20 For I will bring them into the good land, which I sware to their fathers, to give to them a land flowing with milk and honey: and they shall eat and be filled and satisfy [themselves]; then will they turn aside after other gods, and serve them, and they will provoke me, and break my covenant.
Want Ik zal dit volk inbrengen in het land, dat Ik zijn vaderen gezworen heb, vloeiende van melk en honig, en het zal eten, en verzadigd, en vet worden; dan zal het zich wenden tot andere goden, en hen dienen, en zij zullen Mij tergen, en Mijn verbond vernietigen.
21 And this song shall stand up to witness against them; for they shall not forget it out of their mouth, or out of the mouth of their seed; for I know their wickedness, what they are doing here this day, before I have brought them into the good land, which I sware to their fathers.
En het zal geschieden, wanneer vele kwaden en benauwdheden hetzelve zullen treffen, dan zal dit lied voor zijn aangezicht antwoorden tot getuige; want het zal uit den mond zijns zaads niet vergeten worden; dewijl Ik weet zijn gedichtsel dat het heden maakt, aleer Ik het inbreng in het land, dat Ik gezworen heb.
22 And Moses wrote this song in that day, and taught it to the children of Israel.
Zo schreef Mozes dit lied te dien dage, en hij leerde het den kinderen Israels.
23 And he charged Joshua, and said, Be courageous and strong, for thou shalt bring the sons of Israel into the land, which the Lord sware to them, and he shall be with thee.
En Hij gebood Jozua, den zoon van Nun, en zeide: Zijt sterk en heb goeden moed, want gij zult de kinderen Israels inbrengen in het land, dat Ik hun gezworen heb; en Ik zal met u zijn.
24 And when Moses finished writing all the words of this law in a book, even to the end,
En het geschiedde, als Mozes voleind had de woorden dezer wet te schrijven in een boek, totdat zij voltrokken waren;
25 then he charged the Levites who bear the ark of the covenant of the Lord, saying,
Zo gebood Mozes den Levieten, die de ark des verbonds des HEEREN droegen, zeggende:
26 Take the book of this law, and ye shall put it in the side of the ark of the covenant of the Lord your God; and it shall be there among you for a testimony.
Neemt dit wetboek, en legt het aan de zijde van de ark des verbonds des HEEREN, uws Gods, dat het aldaar zij ten getuige tegen u.
27 For I know thy provocation, and thy stiff neck; for yet during my life with you at this day, ye have been provoking in your conduct toward God: how shall ye not also be so after my death?

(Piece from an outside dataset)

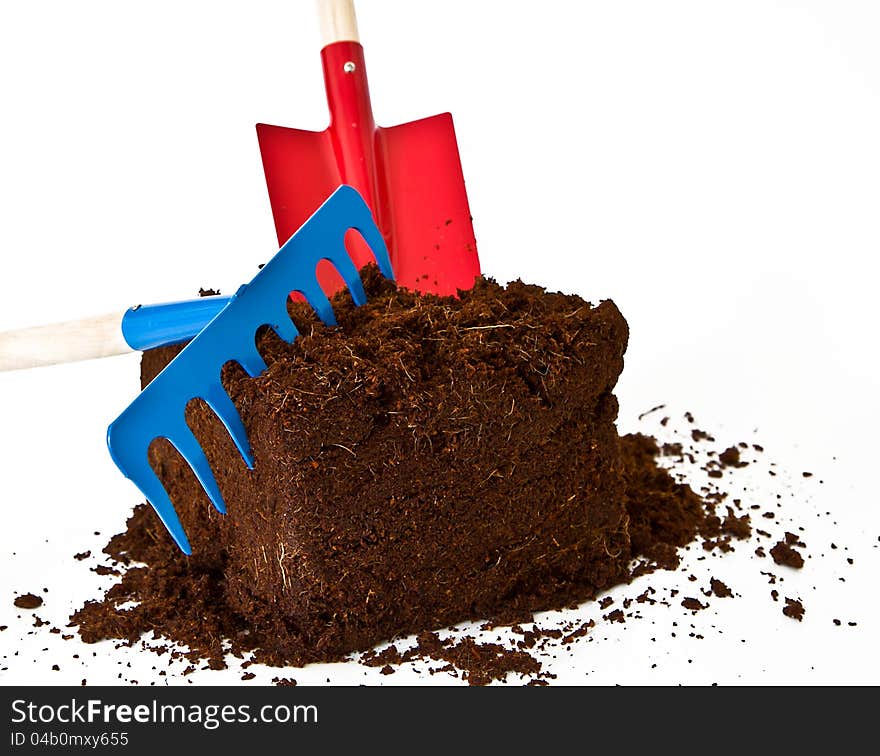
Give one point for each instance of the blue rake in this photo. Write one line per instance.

Want ik ken uw wederspannigheid, en uw harden nek. Ziet, terwijl ik nog heden met ulieden leve, zijt gij wederspannig geweest tegen den HEERE; hoe veel te meer na mijn dood!
28 Gather together to me the heads of your tribes, and your elders, and your judges, and your officers, that I may speak in their ears all these words; and I call both heaven and earth to witness against them.
Vergadert tot mij al de oudsten uwer stammen, en uw ambtlieden; dat ik voor hun oren deze woorden spreke, en tegen hen den hemel en de aarde tot getuigen neme.
29 For I know that after my death ye will utterly transgress, and turn aside out of the way which I have commanded you; and evils shall come upon you in the latter days, because ye will do evil before the Lord, to provoke him to anger by the works of your hands. And Moses spoke all the words of this song even to the end, in the ears of the whole assembly.
Want ik weet, dat gij het na mijn dood zekerlijk zult verderven, en afwijken van den weg, dien ik u geboden heb; dan zal u dit kwaad in het laatste der dagen ontmoeten, wanneer gij zult gedaan hebben, dat kwaad is in de ogen des HEEREN, om Hem door het werk uwer handen tot toorn te verwekken.
Toen sprak Mozes, voor de oren der ganse gemeente van Israel, de woorden dezes lieds, totdat zij voltrokken waren.